The US's countervailing strategic strength lies in the knowledge industry, including software, and the free thinking that supports it. Thus Apple, "designed [and programmed] in California."
Meanwhile, the real US businesses of the future, like personal, wearable computing, artificial intelligence, environmental sciences, renewable energy, all the stuff that Apple is heading toward, haven't made a blip in Trump's awareness.
He just hung himself on the ropes again in his interview with The Times of London and Der Bild.
But here's a short piece in Forbes (not a leftie outlet) about how out of touch Trump is on the real world of global business:
http://www.forbes.com/sites/bertelschmitt/2017/01/16/blasting-bmw-trump-shows-scary-naivete/#424853a04304
He wants to see Chevrolets in Germany. As if Germans don't know about American vs. German engineering. This is an example of how the US has thrown away its industrial competence during decades of negligence and devotion to planned obsolescence. The Germans and Japanese took over the world auto industry while GM and Ford were building Escalades and Navigators, and never learning to build smaller cars suitable for export.
There may be more manufacturing plants here, but those plants don't automatically translate into long-term low-skilled jobs. The majority of that work will be done with robots who can sit and do that job day-in and day-out, 24 hours a day, 365 days a year, and at about $3-4/hour to boot. Holidays included, and no health insurance or other benefits required.
The days where your parents and mine could sit at an assembly line and stick part A into slot B for $25/hour are long gone, and they're not coming back. And it's not just manufacturing. Transportation, food service, warehousing, health care... everything is going to be impacted.

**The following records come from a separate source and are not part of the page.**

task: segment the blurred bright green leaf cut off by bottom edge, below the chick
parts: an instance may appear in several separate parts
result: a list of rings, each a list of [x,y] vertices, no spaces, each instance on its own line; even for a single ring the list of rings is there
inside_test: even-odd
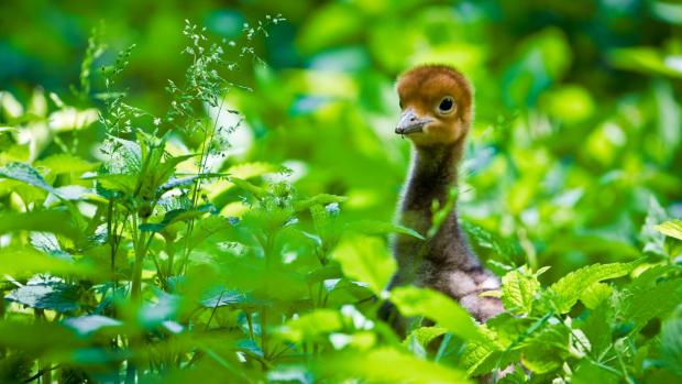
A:
[[[362,380],[367,383],[471,383],[462,371],[387,347],[327,356],[315,365],[315,370],[324,382]]]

Bottom-line accounting is what drove the off-shoring exodus and those same hard numbers are going to be what drives automation. Automation and robotics and AI can do the same work for less money, and lowering costs and increasing profits is the only thing corporate America cares about.
This isn't negativism, this is reality. And the sooner you understand that fact is the sooner you'll understand that Trump making vague promises about bringing back the glories of a previous generation are just that: vague promises, not even worth the hot air it took to produce them.
It's not going to happen.
Being an outsider to US politics I can say that Trump comes over as a fool. Whether it's true or not, I can't say but he does himself few favours every time he opens his mouth.
Reminds me of that old W.A.S.P song, The Neutron Bomber, about Reagan ('oh no, no, here comes Ronnie') only this time it's 'oh no, no, here comes Donny'.
Trying to force companies into the US will backfire and start a tit for tat sequence of events that will do more harm than good.